Promises to lift financial emergency in district

Updated: Wednesday, 30 Nov 2011, 7:24 PM CST
Published : Wednesday, 30 Nov 2011, 10:01 AM CST

AUSTIN (KXAN) - Superintendent Meria Carstarphen said the storm clouds are clearing in the Austin Independent School District , allowing her to lift the state of financial emergency that hangs over the district.

Cuts in state funding to schools means Austin ISD will cut almost $90 million during the next two years, but the school district is financially stable enough to lift its declaration of financial exigency, which allowed the district to fire employees mid-year in order to cover budget gaps.

Carstarphen will recommend the financial exigency declaration be lifted at the January board of trustees meeting. The board approved the declaration last February.

Carstarphen was critical of the state's school finance system in her speech, noting that AISD had sent $1.3 billion in local tax dollars back to the state in the last decade. That might have been acceptable when AISD was more homogenous, but two-thirds of Austin's children are now on the free-and-reduced lunch program.

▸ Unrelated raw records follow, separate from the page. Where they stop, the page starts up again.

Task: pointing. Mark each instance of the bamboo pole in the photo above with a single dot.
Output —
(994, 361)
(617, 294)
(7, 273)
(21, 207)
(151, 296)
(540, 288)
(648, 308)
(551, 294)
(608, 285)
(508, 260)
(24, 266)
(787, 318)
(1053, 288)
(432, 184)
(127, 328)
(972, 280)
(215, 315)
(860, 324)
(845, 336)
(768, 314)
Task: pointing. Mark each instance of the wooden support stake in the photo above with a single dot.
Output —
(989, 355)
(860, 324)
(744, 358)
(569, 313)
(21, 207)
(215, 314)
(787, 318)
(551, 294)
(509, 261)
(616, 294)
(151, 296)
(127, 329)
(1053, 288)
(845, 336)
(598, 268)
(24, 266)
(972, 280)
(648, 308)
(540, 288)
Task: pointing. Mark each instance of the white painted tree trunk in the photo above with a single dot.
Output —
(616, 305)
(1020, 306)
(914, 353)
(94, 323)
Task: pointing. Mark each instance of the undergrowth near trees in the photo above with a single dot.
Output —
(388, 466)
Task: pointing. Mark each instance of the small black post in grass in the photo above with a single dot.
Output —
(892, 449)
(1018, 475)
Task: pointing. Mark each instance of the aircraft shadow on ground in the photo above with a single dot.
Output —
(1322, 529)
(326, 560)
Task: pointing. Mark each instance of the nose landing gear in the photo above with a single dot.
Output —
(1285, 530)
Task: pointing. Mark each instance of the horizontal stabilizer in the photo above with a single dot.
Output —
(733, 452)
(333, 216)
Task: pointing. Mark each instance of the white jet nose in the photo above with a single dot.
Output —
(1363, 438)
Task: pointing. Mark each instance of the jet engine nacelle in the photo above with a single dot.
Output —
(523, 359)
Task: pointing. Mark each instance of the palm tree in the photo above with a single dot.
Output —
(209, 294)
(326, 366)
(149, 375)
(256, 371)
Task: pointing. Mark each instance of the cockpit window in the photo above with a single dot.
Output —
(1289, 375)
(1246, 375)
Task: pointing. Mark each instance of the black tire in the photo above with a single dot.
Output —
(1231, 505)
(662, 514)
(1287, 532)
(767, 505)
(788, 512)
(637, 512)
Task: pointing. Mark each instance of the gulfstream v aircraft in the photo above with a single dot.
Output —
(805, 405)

In her speech, Carstarphen announced AISD would have no layoffs this year, and she wanted to pursue a raise for AISD employees next year. If employees do not get a raise this year, it will mean three years without a pay raise. To maintain the raise for more than one year, however, will require a tax ratification election.

"If we did not do it this next school year we will not have seen any compensation increase for our staff in three years and that's just unheard of," said Carstarphen. "And we know we are not being competitive."

The achievement gap between white and minority students was improving, even if it had not closed, Carstarphen said. For the first time since 2003, Austin ISD does not have a campus under the federal sanctions of No Child Left Behind. A total of 80 percent of Austin's students met or exceeded state standards in every subject.

Carstarphen told the crowd she looked forward to implementing the recommendations proposed under a facilities master plan. In the future, AISD will be more proactive, rather than reactive, about facility issues.

"No one is backing off trying to do the right thing for the right reason at the right time," said Carstarphen.